Maybe not so reasonable.
He used Simone Signoret as an example, for the attitude she expressed about her husband Yves Montand‘s very public affair with Marilyn Monroe. Signoret famously said, “If Marilyn is in love with my husband it proves she has good taste, for I am in love with him, too.” But surely the educated heart takes in more than what people say about themselves? After all, she didn’t get a vote in the situation, and was humiliated and embittered by it, later admitting, “I detest women who come too close to him. Our friends are very carefully selected.” Nine-tenths of what people say about themselves, I find, is self-justification, and the remaining tenth is PR. Moreover, I agree with William Maxwell, “In talking about the past, we lie with every breath we draw.” Signoret wrote of Monroe, “She will never know how much I didn’t hate her,” but that was after the movie icon was long and safely dead. The affair had accelerated the downward spiral that led to Monroe’s suicide. The unstable star had stumbled into a triangle where two people were playing poker, and one roulette. She was playing for keeps in a world where nothing was for keeps…
Anyway, these thoughts began to roll through my mind, so I almost missed what he said next – about France having “a kind of emotionality that is the fruit of a cultivation of certain intelligent analysis of what the emotions can do.”

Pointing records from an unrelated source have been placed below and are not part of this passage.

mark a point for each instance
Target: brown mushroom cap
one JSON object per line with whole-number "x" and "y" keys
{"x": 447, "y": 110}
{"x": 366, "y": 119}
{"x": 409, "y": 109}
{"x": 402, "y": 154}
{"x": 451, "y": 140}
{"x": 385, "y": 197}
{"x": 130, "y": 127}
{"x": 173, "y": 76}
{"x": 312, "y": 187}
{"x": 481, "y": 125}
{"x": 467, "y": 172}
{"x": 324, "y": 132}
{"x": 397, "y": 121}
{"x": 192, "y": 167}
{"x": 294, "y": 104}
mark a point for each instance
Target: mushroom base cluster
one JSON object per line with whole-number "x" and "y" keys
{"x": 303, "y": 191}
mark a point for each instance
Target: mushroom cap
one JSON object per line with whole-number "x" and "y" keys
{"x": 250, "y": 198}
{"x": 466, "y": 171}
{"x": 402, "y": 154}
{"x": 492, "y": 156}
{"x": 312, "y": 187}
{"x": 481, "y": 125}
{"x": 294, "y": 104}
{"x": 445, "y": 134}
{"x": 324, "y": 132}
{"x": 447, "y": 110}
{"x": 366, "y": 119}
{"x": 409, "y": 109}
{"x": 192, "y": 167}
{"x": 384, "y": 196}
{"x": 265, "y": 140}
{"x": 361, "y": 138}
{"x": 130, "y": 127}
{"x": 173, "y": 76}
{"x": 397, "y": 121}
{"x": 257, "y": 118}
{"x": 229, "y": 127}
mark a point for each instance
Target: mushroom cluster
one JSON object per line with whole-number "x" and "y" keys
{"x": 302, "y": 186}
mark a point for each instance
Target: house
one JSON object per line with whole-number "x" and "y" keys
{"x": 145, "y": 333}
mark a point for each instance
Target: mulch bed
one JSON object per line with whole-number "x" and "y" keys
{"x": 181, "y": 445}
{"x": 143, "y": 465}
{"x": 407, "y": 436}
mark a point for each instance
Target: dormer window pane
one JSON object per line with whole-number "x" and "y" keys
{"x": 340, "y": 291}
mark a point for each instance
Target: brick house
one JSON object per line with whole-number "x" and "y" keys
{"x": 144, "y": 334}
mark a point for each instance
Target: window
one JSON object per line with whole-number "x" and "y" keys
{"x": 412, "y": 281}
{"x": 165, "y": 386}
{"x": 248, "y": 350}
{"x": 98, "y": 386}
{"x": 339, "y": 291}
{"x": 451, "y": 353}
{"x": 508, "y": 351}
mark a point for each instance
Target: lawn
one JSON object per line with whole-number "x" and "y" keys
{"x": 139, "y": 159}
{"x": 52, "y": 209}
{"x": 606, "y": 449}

Then his final point: “One quick word about form. One thing I respect the most about almost any kind of French event or meal or place, is that it’s done in a holistic fashion. There is nothing that is done halfway. Now that I’ve become a chevalier, I shouldn’t use the language that I might have used before,” he said and paused, with a glance at Madame Carmona. “I hope Madame le Consul will forgive me for the expression we use in English – saying we do something ‘half-assed.’ With the French, in my experience, it’s always ‘whole-assed.’ Tonight is another example of how things are not done halfway.” Everyone laughed.
Something about form, something that I wanted to say … oh, I don’t remember now. Like most of Robert’s talks, this one, though brief, was seminal, and I wanted to continue the conversation – but the room was growing loud, cacophonous even, and I was quickly enveloped by hubbub, champagne, and the solitude that occurs when what’s inside your head is so different from the noise around it.